I’ve been doing a lot of research recently about teaching English in China. Clearly, this isn’t exactly Asian Americans in Media, but it has made me think about Chinese – American relations, and how those are shaping the opportunities available to me and the reception I’m supposed to expect in China.
Recently, the Chinese Ministry of Education decreed that all English language classes have a foreign, native English speaker to help the students master pronunciation and idiom. Apparently, there is significant tension between the Chinese school administrators and the imported native speakers. They see the decree as intrusive, and are not as friendly towards these new hires as they otherwise might be. The students themselves are largely nonplussed as well. Most will stay in China, and rarely, if ever, speak English again.
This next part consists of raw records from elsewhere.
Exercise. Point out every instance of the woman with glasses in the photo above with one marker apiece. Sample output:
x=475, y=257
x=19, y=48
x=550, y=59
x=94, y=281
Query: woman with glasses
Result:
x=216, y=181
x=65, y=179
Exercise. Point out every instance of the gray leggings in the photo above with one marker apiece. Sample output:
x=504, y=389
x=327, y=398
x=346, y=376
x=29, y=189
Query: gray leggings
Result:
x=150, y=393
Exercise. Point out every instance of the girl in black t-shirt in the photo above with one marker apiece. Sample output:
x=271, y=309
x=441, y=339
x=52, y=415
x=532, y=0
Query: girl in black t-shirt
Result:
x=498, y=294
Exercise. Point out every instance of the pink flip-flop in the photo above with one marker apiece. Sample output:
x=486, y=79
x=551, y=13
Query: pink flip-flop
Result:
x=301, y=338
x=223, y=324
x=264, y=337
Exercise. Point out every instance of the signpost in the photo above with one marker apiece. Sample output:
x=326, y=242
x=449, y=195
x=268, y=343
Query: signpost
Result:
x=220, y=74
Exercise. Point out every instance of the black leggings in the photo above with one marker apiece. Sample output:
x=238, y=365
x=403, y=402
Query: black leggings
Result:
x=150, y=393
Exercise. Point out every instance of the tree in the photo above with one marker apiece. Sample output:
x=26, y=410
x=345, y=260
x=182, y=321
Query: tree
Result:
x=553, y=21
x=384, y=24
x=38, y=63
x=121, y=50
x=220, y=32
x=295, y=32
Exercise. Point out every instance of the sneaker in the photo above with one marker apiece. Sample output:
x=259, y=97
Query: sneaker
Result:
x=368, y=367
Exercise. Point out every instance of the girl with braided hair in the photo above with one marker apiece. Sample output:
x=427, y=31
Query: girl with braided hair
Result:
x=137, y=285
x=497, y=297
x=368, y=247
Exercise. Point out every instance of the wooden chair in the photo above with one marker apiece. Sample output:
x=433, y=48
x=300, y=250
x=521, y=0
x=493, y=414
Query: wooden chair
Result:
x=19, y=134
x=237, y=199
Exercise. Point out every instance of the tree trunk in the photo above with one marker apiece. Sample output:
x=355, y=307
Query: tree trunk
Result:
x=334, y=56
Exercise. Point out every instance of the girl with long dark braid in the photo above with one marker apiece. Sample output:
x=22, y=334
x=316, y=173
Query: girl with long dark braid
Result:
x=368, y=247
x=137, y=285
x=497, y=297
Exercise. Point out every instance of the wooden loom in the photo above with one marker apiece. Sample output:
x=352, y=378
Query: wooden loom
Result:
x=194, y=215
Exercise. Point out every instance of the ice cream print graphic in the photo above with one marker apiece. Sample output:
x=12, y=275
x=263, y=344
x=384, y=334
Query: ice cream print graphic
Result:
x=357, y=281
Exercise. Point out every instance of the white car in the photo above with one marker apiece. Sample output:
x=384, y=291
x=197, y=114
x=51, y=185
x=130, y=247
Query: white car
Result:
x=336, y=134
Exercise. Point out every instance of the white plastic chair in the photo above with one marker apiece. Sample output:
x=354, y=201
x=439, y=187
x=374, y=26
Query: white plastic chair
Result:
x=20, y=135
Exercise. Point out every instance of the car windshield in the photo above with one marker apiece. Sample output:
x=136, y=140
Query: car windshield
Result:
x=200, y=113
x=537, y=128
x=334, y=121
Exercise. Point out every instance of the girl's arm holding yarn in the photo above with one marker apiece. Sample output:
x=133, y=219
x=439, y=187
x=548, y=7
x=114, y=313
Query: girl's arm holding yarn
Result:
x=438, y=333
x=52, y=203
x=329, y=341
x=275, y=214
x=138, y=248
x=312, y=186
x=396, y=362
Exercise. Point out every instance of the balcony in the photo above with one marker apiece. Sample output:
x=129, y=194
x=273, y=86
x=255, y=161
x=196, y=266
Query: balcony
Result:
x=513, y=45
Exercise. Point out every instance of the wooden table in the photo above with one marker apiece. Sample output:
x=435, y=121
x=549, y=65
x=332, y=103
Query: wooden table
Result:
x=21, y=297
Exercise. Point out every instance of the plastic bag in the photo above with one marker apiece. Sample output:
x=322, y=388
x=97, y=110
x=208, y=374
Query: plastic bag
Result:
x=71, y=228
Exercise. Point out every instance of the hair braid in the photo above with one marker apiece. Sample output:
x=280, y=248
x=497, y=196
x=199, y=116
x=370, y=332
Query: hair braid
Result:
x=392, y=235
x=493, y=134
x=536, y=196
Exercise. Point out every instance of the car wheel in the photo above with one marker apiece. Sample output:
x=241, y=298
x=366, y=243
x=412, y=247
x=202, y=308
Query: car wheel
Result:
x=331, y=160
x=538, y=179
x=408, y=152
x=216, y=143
For the blithe American, these jobs might seem fun and interesting, but the resentment is more than superficial.
Returning to Asian – American relations, this poses an interesting new mess to sort out: until now, we have only discussed White – on -Asian mistreatment, but now we have a forum for discussing prejudices working the other way. In China, do they teach American-Asians in Media courses? Is George Bush:Evil Americans as Fu Manchu:Evil Chinese?
If I get the job, I’ll probably get a chance to tackle the problem myself, but I wanted to present the problem as a new angle on immigrant model minorities in a way that references themes and trends we’ve discussed in class.